Dzisiaj pada dopiero drugi raz, a biorąc pod uwagę że poprzedni raz to tylko kropiło to dopiero pierwszy. W nocy też padało, nawet nie wiem do której, ale może nawet do dzisiaj.
Słońce wstaje tutaj mniej więcej jak w Polsce czyli w okolicach piątej, ale o dziewiętnastej już jest ciemno. Przynajmniej na niebie bo wszystkie okoliczne światła tak się świecą że ciemności z dwudziestego piętra praktycznie nie widać.
Zapomniałem w ogóle wspomnieć że dostałem już swój plan i okazuje się że będę uczyć pierwszo i drugo roczniaków i wszyscy Oni są z kierunków nieangielskich, czyli może być wesoło. W dodatku będę w tym roku uczył także rozumienia tekstu słuchanego, czyli w końcu coś nowego. Pewnie dostanę książeczkę, lub dwie, jedną do słuchania, drugą do mówienia, i będę mógł moich nowych studentów dręczyć.

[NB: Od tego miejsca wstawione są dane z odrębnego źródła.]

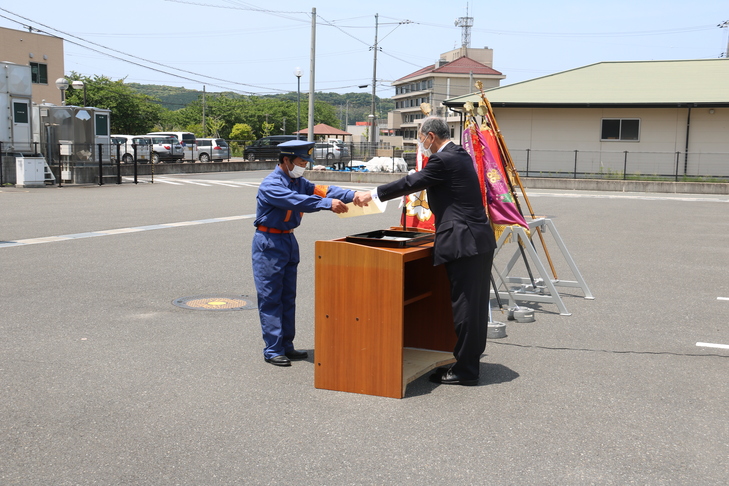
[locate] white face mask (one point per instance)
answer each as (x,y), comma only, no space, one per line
(296,172)
(425,151)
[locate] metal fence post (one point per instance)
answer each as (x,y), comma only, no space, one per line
(60,165)
(134,149)
(101,168)
(118,163)
(678,156)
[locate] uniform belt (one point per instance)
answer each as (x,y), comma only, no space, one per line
(275,231)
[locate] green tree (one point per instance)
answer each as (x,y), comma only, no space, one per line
(242,131)
(131,112)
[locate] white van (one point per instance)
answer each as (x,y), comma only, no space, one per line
(187,140)
(126,148)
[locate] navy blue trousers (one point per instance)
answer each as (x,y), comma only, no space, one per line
(275,265)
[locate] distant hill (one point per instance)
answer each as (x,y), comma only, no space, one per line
(352,107)
(172,97)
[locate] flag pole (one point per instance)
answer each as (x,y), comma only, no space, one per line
(472,127)
(509,163)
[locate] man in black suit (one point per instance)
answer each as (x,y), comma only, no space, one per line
(464,241)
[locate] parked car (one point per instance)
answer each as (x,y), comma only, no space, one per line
(126,148)
(164,148)
(208,149)
(187,140)
(266,148)
(331,150)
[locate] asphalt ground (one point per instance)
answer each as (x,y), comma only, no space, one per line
(104,381)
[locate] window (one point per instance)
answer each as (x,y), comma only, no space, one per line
(102,125)
(20,112)
(620,129)
(38,73)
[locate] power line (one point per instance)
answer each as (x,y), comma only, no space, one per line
(133,56)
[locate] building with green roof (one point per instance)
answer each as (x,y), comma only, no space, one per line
(662,116)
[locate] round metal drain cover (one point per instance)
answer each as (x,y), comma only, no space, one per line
(216,302)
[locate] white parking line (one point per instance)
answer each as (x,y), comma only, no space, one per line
(119,231)
(165,181)
(712,345)
(185,181)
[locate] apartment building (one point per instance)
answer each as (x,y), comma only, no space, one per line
(43,53)
(454,74)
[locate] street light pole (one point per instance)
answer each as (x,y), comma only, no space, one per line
(78,84)
(62,84)
(373,117)
(297,73)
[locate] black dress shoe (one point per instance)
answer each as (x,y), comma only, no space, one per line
(450,378)
(279,361)
(297,355)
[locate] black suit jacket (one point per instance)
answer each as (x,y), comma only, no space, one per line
(461,225)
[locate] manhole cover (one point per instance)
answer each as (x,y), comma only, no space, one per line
(216,302)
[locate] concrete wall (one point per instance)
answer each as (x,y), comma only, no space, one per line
(377,178)
(18,45)
(661,129)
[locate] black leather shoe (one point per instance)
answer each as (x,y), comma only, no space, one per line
(297,355)
(450,378)
(279,361)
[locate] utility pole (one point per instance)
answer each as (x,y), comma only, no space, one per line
(373,117)
(204,131)
(725,25)
(310,132)
(465,23)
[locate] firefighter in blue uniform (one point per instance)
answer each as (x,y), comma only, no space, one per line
(283,197)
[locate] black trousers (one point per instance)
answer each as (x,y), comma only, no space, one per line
(470,280)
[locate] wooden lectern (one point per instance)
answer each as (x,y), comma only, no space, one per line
(382,317)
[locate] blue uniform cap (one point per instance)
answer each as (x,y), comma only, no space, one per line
(298,148)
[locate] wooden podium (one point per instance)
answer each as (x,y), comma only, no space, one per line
(382,317)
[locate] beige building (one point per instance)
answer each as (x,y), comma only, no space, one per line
(43,53)
(454,74)
(640,117)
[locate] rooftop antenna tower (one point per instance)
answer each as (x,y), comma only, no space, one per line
(465,23)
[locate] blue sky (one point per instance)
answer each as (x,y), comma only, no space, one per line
(254,47)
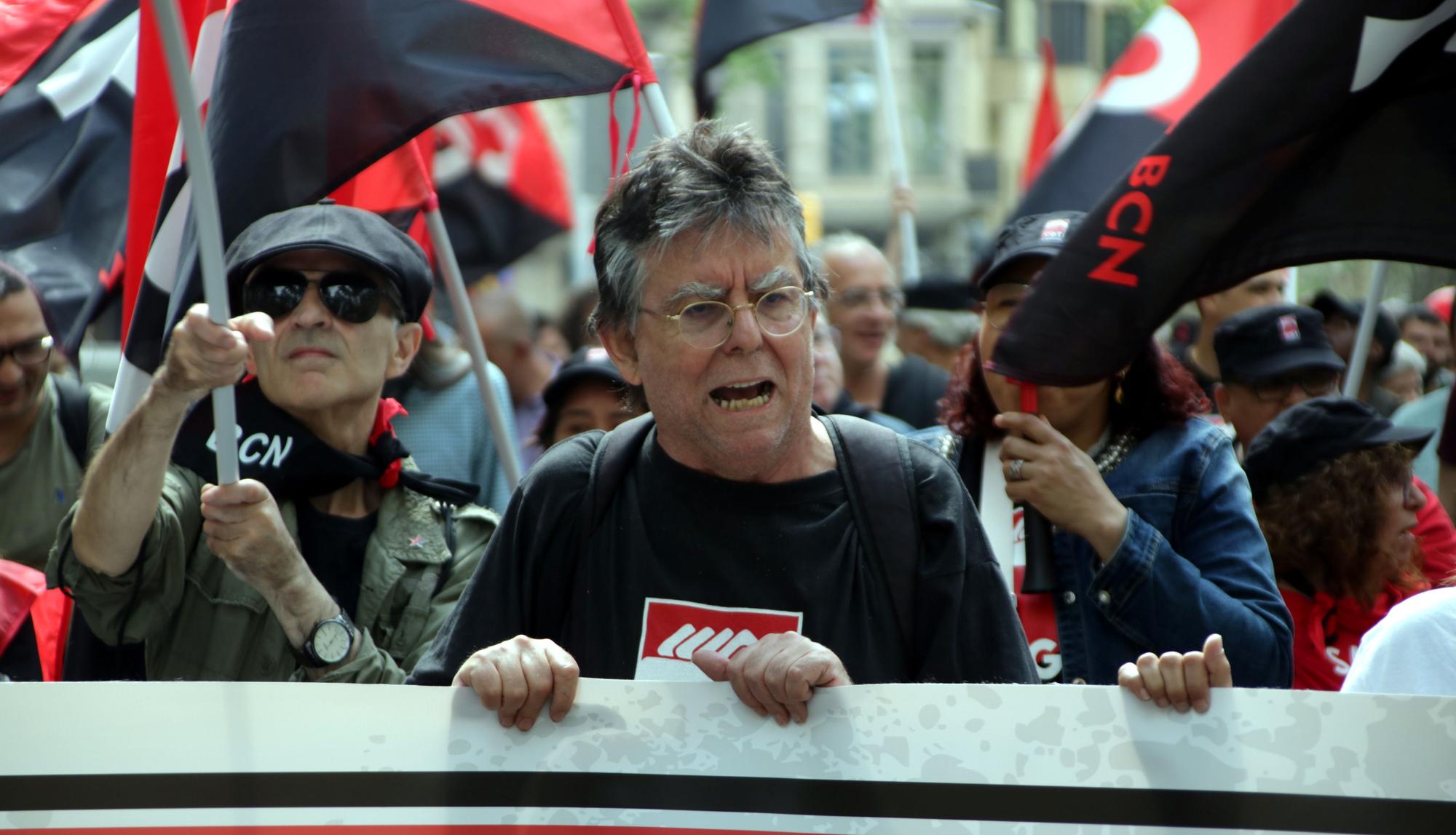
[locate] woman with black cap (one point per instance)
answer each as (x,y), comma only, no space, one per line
(1152,543)
(1333,488)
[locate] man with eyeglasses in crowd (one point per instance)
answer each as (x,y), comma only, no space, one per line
(331,559)
(736,546)
(864,306)
(49,430)
(1278,357)
(40,473)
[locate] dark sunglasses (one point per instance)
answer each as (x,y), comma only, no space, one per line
(350,296)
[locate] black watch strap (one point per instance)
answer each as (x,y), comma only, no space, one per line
(308,654)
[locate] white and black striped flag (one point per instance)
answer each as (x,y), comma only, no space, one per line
(309,95)
(68,70)
(161,199)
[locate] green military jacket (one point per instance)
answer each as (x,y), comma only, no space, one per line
(202,623)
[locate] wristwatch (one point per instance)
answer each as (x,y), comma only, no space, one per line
(330,642)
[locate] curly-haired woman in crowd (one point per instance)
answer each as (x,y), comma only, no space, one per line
(1333,488)
(1155,546)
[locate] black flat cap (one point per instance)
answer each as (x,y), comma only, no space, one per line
(1032,236)
(353,231)
(1266,342)
(585,364)
(1307,435)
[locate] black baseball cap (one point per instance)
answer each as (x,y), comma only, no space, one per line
(1030,236)
(1307,435)
(590,363)
(1265,342)
(353,231)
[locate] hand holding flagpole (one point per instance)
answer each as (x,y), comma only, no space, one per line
(206,215)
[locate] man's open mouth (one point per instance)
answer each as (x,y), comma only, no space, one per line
(746,396)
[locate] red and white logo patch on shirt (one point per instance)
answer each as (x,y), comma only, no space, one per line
(1289,329)
(675,630)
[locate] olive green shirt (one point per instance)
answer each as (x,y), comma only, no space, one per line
(41,482)
(202,623)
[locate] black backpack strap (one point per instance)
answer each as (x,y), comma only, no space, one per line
(448,510)
(617,453)
(880,483)
(74,412)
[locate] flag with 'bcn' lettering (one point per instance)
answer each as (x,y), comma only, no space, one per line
(1334,138)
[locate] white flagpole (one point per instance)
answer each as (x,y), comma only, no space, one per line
(909,246)
(467,325)
(207,218)
(475,347)
(1366,333)
(657,106)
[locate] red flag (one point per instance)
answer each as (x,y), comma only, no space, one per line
(27,33)
(400,188)
(502,185)
(1177,57)
(1049,118)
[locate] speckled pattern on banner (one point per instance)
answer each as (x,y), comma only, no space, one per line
(1017,751)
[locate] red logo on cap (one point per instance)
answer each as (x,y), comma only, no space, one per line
(1055,230)
(1289,328)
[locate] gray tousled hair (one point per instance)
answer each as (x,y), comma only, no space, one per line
(707,179)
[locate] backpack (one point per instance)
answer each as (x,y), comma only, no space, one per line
(72,411)
(879,482)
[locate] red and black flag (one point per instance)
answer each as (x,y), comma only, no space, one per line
(68,70)
(308,95)
(726,25)
(1179,55)
(1334,138)
(502,186)
(1049,118)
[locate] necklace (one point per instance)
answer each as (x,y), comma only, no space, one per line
(1116,451)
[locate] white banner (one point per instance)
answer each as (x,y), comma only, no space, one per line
(636,757)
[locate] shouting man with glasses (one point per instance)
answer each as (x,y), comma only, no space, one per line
(866,307)
(49,425)
(732,534)
(333,559)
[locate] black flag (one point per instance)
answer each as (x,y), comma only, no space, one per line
(1334,138)
(65,146)
(726,25)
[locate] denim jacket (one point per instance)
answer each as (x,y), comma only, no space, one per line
(1192,562)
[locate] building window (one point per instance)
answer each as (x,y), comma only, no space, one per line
(777,108)
(1069,31)
(1117,32)
(854,102)
(928,109)
(1002,23)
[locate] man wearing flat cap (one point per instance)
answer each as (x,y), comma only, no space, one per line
(1272,358)
(333,559)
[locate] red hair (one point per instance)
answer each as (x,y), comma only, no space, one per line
(1157,392)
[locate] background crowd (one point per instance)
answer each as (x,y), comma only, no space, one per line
(1214,514)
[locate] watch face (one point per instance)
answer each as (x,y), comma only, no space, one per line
(331,642)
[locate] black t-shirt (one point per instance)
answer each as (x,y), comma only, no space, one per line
(334,549)
(687,561)
(914,392)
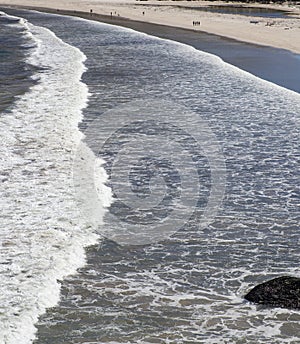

Pokulaliśmy się dzisiaj z June na kampus, który mam dosłownie po drugiej stronie ulicy, do sali będę mieć mniej więcej tak samo blisko jak rok temu, więc jest bardzo fajnie, a w dodatku moja sala, chociaż chwilowo pusta, jest z założenia salą tylko do słuchania więc każdy ze studentów ma przed sobą monitor, do tego słuchawki i mikrofon, a ja mam przed sobą dwa monitory, słuchawki, mikrofon i…aż nie wiem czy będę potrafił z tych wszystkich cudów od razu korzystać. Czyli tu jest bardzo, bardzo duży plus. Oczywiście ustwianie studentów w parach przy stole bez możliwości łatwej zmiany miejsc trochę psuje mi koncepcję prowadzenie swobodnych rozmów, ale jeżeli oprogramowanie będzie dobre, to nie będzie nawet potrzeby przesiadania studentów. Powinno wystarczyć wybranie numerów i ustalenia grupy. To dopiero by było. Mógłbym dobierać zależnie od umiejętności i za każdym razem zmieniać by nikt się za bardzo nie przyzwyczajał, by co zajęcia wychodzili ze swojej strefy komfortu, przez co łatwiej będzie Im posługiwać się językiem poza zajęciami.
Że nie wspomnę już o tym jak bardzo fajnie będzie prowadzić zajęcia ze słuchania w takiej sali, w końcu bez krzyku i wszystko będzie można ładnie przedstawić na monitorze, wręcz można filmy oglądać, czyli coś bardziej praktycznego od tych oklepanych słuchowisk.
Tyle tylko że na razie w mojej sali nie ma żadnych komputerów, ale przecież mają jeszcze czas do dziewiątego września kiedy to zajęcia zaczynam.